The European Commission published its winter economic forecast last week. In previous years, the Commission published detailed economic reports twice a year, in May and November, with interim reports in between. In light of the economic crisis, the Commission decided to add a third detailed winter forecast. This forecast presents the Commission’s economic projections for 2013 and the beginning of 2014 and is an update to the autumn economic forecast.

The unemployment rate is expected to decrease to 6.1 per cent in 2014

The autumn forecast anticipated growth rates of 0.4 per cent in the European Union as a whole and of 0.1 per cent in the eurozone. Unfortunately, the winter economic forecast is less optimistic because the Commission has downgraded its 2013 projections.

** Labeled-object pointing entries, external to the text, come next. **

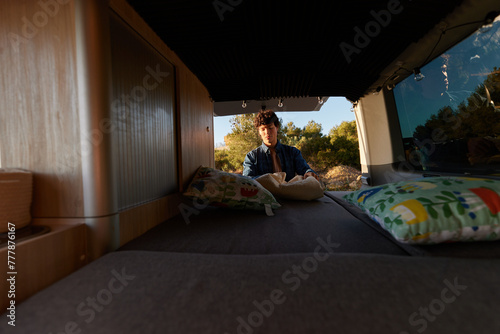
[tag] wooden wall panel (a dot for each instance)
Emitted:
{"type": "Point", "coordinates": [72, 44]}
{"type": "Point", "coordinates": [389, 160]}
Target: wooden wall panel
{"type": "Point", "coordinates": [142, 119]}
{"type": "Point", "coordinates": [39, 125]}
{"type": "Point", "coordinates": [194, 107]}
{"type": "Point", "coordinates": [45, 259]}
{"type": "Point", "coordinates": [196, 126]}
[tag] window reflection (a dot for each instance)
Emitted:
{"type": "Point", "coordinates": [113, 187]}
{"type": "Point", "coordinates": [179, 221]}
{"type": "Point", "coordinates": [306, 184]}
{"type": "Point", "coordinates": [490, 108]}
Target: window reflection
{"type": "Point", "coordinates": [450, 121]}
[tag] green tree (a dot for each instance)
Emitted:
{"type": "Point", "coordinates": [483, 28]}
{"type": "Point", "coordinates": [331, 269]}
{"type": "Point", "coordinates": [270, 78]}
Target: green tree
{"type": "Point", "coordinates": [344, 144]}
{"type": "Point", "coordinates": [312, 130]}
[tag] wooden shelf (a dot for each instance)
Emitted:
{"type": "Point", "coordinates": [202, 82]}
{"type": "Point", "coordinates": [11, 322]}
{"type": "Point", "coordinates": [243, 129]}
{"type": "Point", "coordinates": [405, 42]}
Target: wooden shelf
{"type": "Point", "coordinates": [45, 259]}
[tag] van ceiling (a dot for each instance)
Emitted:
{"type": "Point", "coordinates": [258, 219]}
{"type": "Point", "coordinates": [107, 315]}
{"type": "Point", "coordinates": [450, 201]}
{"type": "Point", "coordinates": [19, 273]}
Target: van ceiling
{"type": "Point", "coordinates": [262, 49]}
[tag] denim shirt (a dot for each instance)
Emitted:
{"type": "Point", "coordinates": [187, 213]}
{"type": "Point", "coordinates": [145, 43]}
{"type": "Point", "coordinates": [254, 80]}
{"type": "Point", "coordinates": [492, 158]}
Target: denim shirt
{"type": "Point", "coordinates": [259, 162]}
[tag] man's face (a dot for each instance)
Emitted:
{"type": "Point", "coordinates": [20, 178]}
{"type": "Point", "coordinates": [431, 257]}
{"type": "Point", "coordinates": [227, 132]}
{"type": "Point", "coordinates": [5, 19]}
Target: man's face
{"type": "Point", "coordinates": [269, 134]}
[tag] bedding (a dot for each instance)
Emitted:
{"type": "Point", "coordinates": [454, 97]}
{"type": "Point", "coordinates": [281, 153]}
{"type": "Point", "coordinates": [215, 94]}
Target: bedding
{"type": "Point", "coordinates": [160, 292]}
{"type": "Point", "coordinates": [229, 190]}
{"type": "Point", "coordinates": [294, 228]}
{"type": "Point", "coordinates": [435, 209]}
{"type": "Point", "coordinates": [484, 249]}
{"type": "Point", "coordinates": [297, 188]}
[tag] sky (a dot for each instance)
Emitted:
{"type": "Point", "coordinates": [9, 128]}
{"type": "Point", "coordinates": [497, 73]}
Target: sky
{"type": "Point", "coordinates": [332, 113]}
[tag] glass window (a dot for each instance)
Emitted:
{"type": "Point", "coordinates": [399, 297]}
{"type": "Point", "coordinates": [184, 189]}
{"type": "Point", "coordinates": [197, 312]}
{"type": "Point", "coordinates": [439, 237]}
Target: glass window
{"type": "Point", "coordinates": [450, 120]}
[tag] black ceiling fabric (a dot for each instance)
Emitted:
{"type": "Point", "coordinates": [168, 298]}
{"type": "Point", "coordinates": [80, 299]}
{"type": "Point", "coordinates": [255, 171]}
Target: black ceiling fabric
{"type": "Point", "coordinates": [261, 49]}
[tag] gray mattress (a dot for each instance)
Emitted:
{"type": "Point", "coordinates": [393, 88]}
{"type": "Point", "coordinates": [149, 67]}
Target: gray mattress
{"type": "Point", "coordinates": [163, 292]}
{"type": "Point", "coordinates": [294, 228]}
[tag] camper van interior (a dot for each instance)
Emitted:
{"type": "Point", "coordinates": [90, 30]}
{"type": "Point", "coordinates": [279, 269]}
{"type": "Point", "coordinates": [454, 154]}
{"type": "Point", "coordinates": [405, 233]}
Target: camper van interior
{"type": "Point", "coordinates": [106, 116]}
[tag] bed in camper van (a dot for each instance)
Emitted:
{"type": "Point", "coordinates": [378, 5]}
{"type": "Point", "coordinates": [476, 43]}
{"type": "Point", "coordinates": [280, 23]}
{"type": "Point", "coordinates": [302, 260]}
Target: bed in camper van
{"type": "Point", "coordinates": [110, 104]}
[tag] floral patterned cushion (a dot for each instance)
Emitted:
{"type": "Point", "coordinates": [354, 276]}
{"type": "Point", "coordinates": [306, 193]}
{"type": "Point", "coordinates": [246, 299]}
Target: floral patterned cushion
{"type": "Point", "coordinates": [229, 190]}
{"type": "Point", "coordinates": [435, 209]}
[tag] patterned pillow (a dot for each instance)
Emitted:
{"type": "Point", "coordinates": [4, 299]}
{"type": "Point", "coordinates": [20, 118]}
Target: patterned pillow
{"type": "Point", "coordinates": [435, 209]}
{"type": "Point", "coordinates": [230, 190]}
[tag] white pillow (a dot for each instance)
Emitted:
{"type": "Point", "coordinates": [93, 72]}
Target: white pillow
{"type": "Point", "coordinates": [297, 188]}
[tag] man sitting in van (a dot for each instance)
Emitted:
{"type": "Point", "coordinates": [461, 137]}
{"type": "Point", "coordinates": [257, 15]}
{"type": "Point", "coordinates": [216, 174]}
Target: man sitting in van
{"type": "Point", "coordinates": [272, 156]}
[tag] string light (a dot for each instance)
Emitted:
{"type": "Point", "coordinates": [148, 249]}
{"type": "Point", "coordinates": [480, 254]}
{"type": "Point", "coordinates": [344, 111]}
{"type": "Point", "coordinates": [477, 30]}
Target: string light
{"type": "Point", "coordinates": [418, 75]}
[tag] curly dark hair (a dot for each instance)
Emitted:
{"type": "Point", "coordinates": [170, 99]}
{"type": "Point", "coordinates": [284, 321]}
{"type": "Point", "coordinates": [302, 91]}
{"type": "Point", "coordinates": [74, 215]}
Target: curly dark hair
{"type": "Point", "coordinates": [265, 117]}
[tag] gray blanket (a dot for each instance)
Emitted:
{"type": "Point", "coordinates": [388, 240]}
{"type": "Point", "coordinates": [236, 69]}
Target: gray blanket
{"type": "Point", "coordinates": [319, 292]}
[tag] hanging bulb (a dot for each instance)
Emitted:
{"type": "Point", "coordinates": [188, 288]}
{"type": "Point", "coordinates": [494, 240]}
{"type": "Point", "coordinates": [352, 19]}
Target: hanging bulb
{"type": "Point", "coordinates": [488, 23]}
{"type": "Point", "coordinates": [418, 75]}
{"type": "Point", "coordinates": [377, 91]}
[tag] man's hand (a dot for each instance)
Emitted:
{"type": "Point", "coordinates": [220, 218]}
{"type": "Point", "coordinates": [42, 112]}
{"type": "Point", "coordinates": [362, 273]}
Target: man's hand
{"type": "Point", "coordinates": [306, 175]}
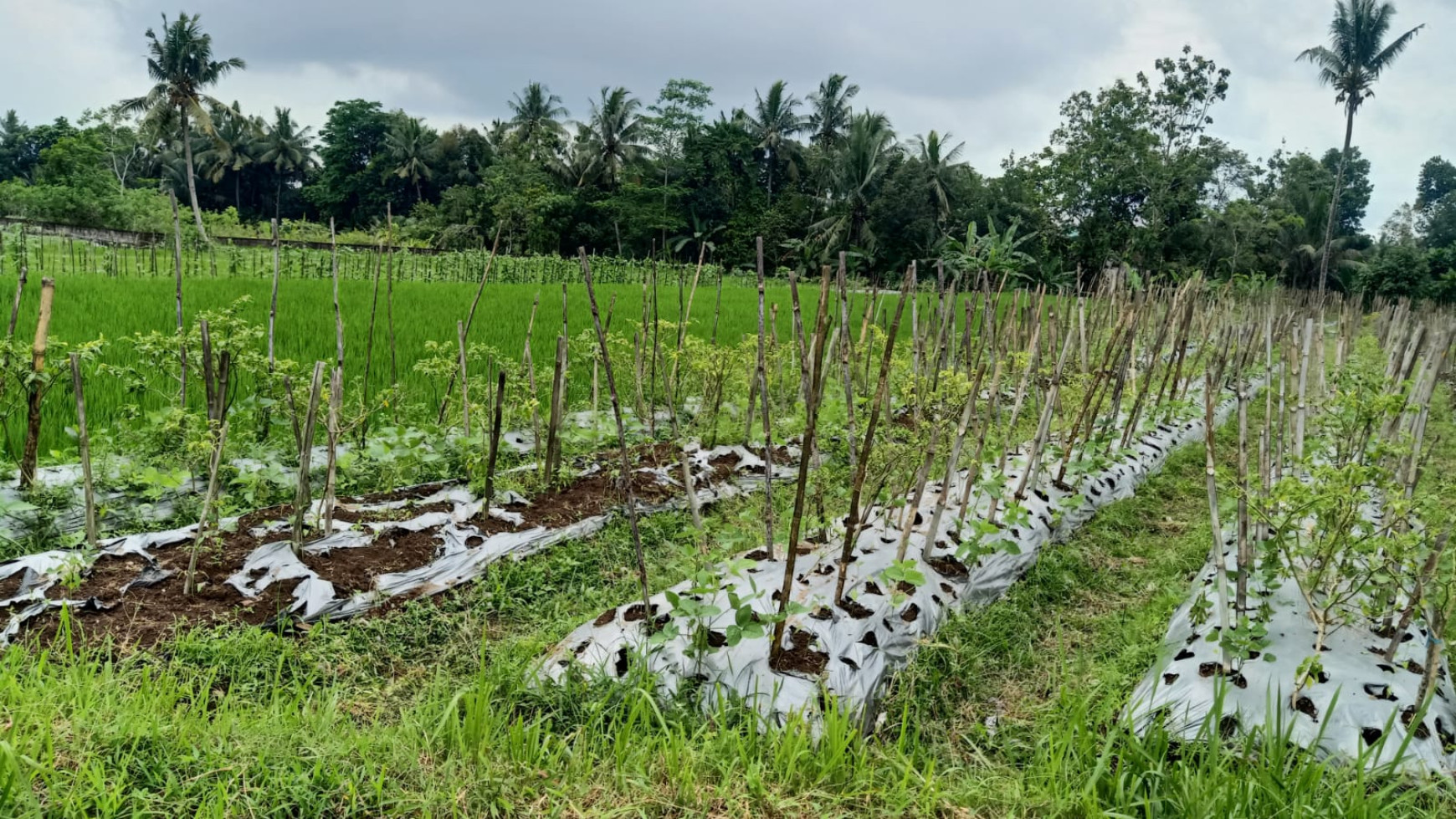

It now estimates a growth rate of 0.1 per cent for the whole of the EU and anticipates that the eurozone area will remain in recession with its economy shrinking by 0.3 per cent.

Despite the continuing recession in the eurozone, Latvia, Europe’s third poorest country, is hoping to become the 18th member of the eurozone and emulate Estonia’s prosperity after it joined in 2011. It is believed there could now be a rush from Eastern European member States to join the euro. This would see the eurozone increase to 20 members within a few years.

Hungary is expected to be the only member State outside the eurozone to experience a slight decline in its economy of 0.1 per cent. Within the eurozone, Greece is the member State that will experience the greatest decline, of 4.4 per cent. France and Germany will both experience economic growth; in France’s case it is a minimal growth of 0.1 per cent.

Malta will also experience a GDP growth of 0.01 per cent.

The forecast expects that Cyprus will be the only remaining country in recession in 2014.

This decline in economic growth in the eurozone is accompanied by the fact that several member States will not meet their GDP deficit reduction targets. France, for instance, is 0.7 per cent over the three per cent GDP deficit target.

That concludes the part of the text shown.